Nick was standing in a huddle with Ned. Their heads were bent so close to each other their foreheads were almost touching. They stared at their feet, and Ali wondered if they noticed they were wearing identical brown deck shoes and beige chinos, the uniform of the banker at leisure. Nick glanced at the group emerging from the path onto the terrace but didn’t react.

“I’ve just had an e-mail from a colleague in London saying there’s something strange going on with the markets. The price of U.S. gilts and gold is up, and investors are dumping anything with default risk. But no one knows why.”
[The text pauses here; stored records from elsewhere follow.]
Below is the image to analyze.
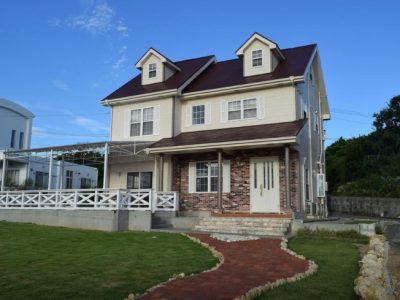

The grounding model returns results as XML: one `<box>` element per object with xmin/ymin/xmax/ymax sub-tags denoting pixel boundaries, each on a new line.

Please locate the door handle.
<box><xmin>260</xmin><ymin>184</ymin><xmax>263</xmax><ymax>196</ymax></box>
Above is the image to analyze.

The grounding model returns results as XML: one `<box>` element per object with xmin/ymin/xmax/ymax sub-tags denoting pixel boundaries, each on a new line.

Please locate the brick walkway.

“There’s definitely a perception that there’s a liquidity problem, but I’m sure it’s a case of short-term jitters,” agreed Ned. “It’s because BNP Paribas stopped investors’ withdrawing money from those three funds.”

“I think it’s more serious than that. Either trust has gone or people are running out of cash,” Nick argued.

“I saw the ECB has announced it will provide as much funding as banks need to keep up with demand for capital. That should reassure people,” said Ned.

“Defaults on subprime mortgages are the highest they’ve been since 2002,” said Nick. “If the money isn’t coming in to pay the bond holders, then who’s left holding the baby?”

“Surely the risk is dispersed through credit derivatives and CDOs so that any shocks can be absorbed?” questioned Ned.

“It depends on your view on fat tails,” Nick responded.

“You’ve lost me now,” said Ned. “I’m not a Harvard MBA, remember. I’m just a humble M-and-A type.”

“It’s when the medium-term stability of the system is built on a painful readjustment at the end. Those credit derivatives might make the system look more stable, but in fact there could be a big fat whale-sized tail waiting to sweep us all overboard when the boom slows down,” Nick explained.

“But according to Greenspan we’re all enjoying the great moderation,” said Ned. “It’s always a question of perception in these markets. And the models can’t all be wrong.”

“Maths tools are a compass. They’re not infallible, and it worries me that everyone is using the same models. What happens if the basic premise is wrong and extreme negative events occur more often than the formulas are telling us?” asked Nick.

“Then we’re all fucked,” said Ned. “Don’t let what happened to those Bear Stearns funds make you feel gloomy. They were overleveraged. There was a maturity mismatch. They’d got too many long-term mortgage-linked assets that you can’t shift in a hurry, funded by short-term debt that dissolved overnight.”

“Look at those boats out there,” Nick insisted. They both turned toward the sea, where an array of cruise ships, sailing boats, and ferries were purposefully striking their way up and down the channel. “The statistical likelihood of them all capsizing at once is tiny, but it’s not impossible. And it is possible that the system could de-leverage all at the same time.”

“So what would you advise?”

“I’d get rid of all the liability on our books today. I’d dump all of the mezzanine debt and most of the super-senior tranches, or at least try and get some insurance.”

“What about your lords and masters? Have you convinced them of your strategy?”

“No.” Nick gave a hollow laugh.

•   •   •

Ali turned her attention
to the other end of the terrace, where Sophia was questioning Rick about education. Was it really easier to get children from state schools into Oxbridge? Should she consider sending Martha to a sixth-form college for the last two years of her education, to secure a place? Did he really think an intelligent child would do equally well in any school? Did he know a good English tutor, because her eldest daughter’s last tutor had recently resigned, citing irreconcilable differences over Thomas Hardy. Sophia sprang up from her seat as she saw Bryony.